TL;DR: Trellix disclosed that attackers gained unauthorized access to a portion of its source code, but said its investigation found no sign the code was altered or used in attacks. The company is working with forensic experts and law enforcement while the inquiry continues.

Context

Trellix, formed in January 2022 from the merger of McAfee Enterprise and FireEye, provides endpoint and cloud security products. Earlier this year, Google acquired Mandiant—the former FireEye threat intelligence unit—for $5.4 billion. The breach announcement came after Trellix’s internal monitoring flagged unusual activity in a source code repository.

Key Facts

Trellix said it “recently identified” the compromise and immediately engaged leading forensic experts. It notified law enforcement and began remediation. The company did not disclose how long the attackers had access or which specific files were viewed. It emphasized that there is no evidence the source code release or distribution process was affected, nor that the code has been exploited in the wild. No threat actor has been named, and Trellix plans to share more details once the investigation concludes.

What It Means

Access to source code can help attackers understand product logic and potentially find weaknesses, but Trellix’s statement suggests no immediate impact on customers.
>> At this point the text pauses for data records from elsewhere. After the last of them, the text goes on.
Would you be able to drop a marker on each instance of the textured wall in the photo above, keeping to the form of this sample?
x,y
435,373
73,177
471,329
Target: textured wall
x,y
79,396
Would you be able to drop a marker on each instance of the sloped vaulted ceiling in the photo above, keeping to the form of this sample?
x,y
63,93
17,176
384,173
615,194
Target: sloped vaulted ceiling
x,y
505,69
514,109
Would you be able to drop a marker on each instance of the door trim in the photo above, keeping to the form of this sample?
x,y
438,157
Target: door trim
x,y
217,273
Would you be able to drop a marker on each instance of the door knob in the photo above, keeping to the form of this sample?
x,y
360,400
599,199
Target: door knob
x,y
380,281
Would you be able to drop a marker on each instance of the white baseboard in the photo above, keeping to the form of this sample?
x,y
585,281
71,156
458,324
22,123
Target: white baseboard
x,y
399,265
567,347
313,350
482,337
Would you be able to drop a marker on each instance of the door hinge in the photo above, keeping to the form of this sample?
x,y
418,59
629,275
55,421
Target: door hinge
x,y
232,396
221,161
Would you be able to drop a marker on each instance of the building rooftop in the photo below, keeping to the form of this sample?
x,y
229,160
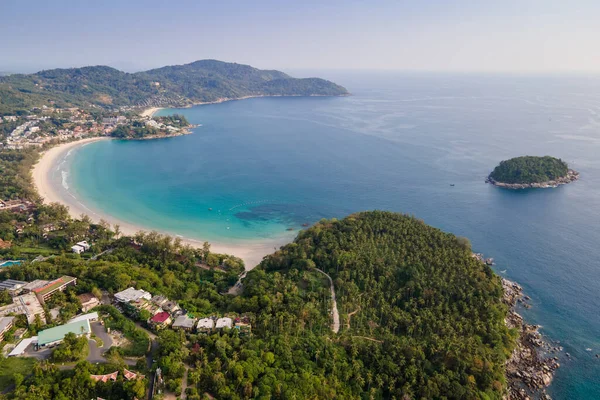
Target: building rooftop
x,y
206,323
35,284
132,294
86,297
83,317
183,321
5,322
11,284
59,332
55,284
160,317
224,323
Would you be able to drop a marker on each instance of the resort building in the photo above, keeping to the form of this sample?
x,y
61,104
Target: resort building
x,y
205,325
184,322
31,286
58,285
53,336
224,323
83,317
26,304
132,294
160,320
14,287
130,375
22,346
105,378
77,249
5,324
166,304
88,301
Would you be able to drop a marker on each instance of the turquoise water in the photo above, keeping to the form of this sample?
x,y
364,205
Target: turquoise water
x,y
266,165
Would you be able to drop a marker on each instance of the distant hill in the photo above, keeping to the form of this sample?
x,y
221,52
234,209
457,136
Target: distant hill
x,y
179,85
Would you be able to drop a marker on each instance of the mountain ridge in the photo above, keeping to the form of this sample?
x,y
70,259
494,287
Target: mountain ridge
x,y
200,81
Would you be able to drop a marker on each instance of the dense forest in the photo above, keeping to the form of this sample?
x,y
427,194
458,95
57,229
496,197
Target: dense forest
x,y
200,81
421,318
529,169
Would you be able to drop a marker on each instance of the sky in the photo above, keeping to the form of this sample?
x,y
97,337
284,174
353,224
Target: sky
x,y
417,35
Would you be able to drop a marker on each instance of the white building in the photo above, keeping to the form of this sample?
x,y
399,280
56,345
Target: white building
x,y
77,249
224,323
86,246
90,317
205,324
132,294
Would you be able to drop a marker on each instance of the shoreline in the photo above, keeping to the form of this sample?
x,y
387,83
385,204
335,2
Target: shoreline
x,y
251,252
530,368
571,176
149,112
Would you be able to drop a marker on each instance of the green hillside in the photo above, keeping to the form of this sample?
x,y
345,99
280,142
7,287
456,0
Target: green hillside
x,y
180,85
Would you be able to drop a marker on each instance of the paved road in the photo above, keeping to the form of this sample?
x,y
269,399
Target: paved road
x,y
335,325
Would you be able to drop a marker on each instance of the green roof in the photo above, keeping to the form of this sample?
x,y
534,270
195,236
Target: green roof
x,y
59,332
54,284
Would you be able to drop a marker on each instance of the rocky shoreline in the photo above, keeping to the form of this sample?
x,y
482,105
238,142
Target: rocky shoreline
x,y
528,372
571,176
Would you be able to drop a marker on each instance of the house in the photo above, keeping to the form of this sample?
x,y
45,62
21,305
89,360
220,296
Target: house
x,y
88,301
105,378
58,285
14,287
53,336
205,325
130,375
5,324
161,320
22,346
77,249
165,304
26,304
89,317
132,294
184,322
86,246
224,322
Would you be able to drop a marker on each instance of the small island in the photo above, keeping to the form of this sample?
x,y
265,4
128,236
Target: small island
x,y
532,172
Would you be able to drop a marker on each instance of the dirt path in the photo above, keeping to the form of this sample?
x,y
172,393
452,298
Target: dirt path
x,y
350,316
335,325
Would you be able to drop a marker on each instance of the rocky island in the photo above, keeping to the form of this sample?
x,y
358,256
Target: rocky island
x,y
532,172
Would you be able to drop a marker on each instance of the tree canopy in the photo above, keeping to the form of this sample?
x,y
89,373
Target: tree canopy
x,y
529,169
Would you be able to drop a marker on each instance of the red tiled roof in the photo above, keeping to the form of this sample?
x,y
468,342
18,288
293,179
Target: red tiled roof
x,y
129,375
160,317
105,378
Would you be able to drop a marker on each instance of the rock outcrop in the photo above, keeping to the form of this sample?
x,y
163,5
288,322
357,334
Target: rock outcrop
x,y
571,176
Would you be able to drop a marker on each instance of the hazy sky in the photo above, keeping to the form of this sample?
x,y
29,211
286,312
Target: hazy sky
x,y
454,35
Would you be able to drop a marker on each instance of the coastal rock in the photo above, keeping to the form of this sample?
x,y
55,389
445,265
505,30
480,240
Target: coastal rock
x,y
571,176
528,372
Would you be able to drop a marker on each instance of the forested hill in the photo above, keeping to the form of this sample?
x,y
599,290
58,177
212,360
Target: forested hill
x,y
530,169
200,81
420,317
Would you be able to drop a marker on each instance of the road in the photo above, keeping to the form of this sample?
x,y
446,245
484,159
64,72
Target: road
x,y
150,357
335,325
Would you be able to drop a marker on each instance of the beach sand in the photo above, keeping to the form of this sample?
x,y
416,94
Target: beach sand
x,y
252,252
150,111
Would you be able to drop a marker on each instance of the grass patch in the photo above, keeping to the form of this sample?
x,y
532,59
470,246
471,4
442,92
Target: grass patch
x,y
10,366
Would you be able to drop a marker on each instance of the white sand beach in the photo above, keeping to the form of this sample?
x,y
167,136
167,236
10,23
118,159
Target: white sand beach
x,y
251,252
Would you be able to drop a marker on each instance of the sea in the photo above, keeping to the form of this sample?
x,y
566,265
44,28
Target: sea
x,y
418,143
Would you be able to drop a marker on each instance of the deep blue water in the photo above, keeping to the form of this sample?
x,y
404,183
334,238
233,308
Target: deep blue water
x,y
268,164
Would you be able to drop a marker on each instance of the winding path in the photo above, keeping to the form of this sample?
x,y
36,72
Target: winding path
x,y
335,325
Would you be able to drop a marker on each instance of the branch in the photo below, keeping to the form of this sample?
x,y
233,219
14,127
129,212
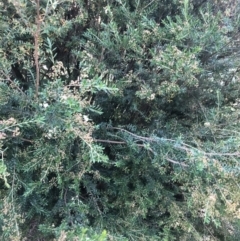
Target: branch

Security teams should treat the incident as a reminder to harden development environments. Recommended mitigations include enforcing multi‑factor authentication on all repository accounts, applying least‑privilege access controls, and enabling detailed audit logging for git or similar systems. Organizations should also monitor for signs of supply‑chain tampering (MITRE ATT&CK T1195) and verify build integrity using signed artifacts and checksums. Patch advisories are not applicable because no vulnerability was disclosed, but reviewing third‑party component dependencies remains prudent.

What to watch next: Trellix’s follow‑up report, any indicators of compromise shared with ISACs, and whether the breach leads to changes in its secure development lifecycle.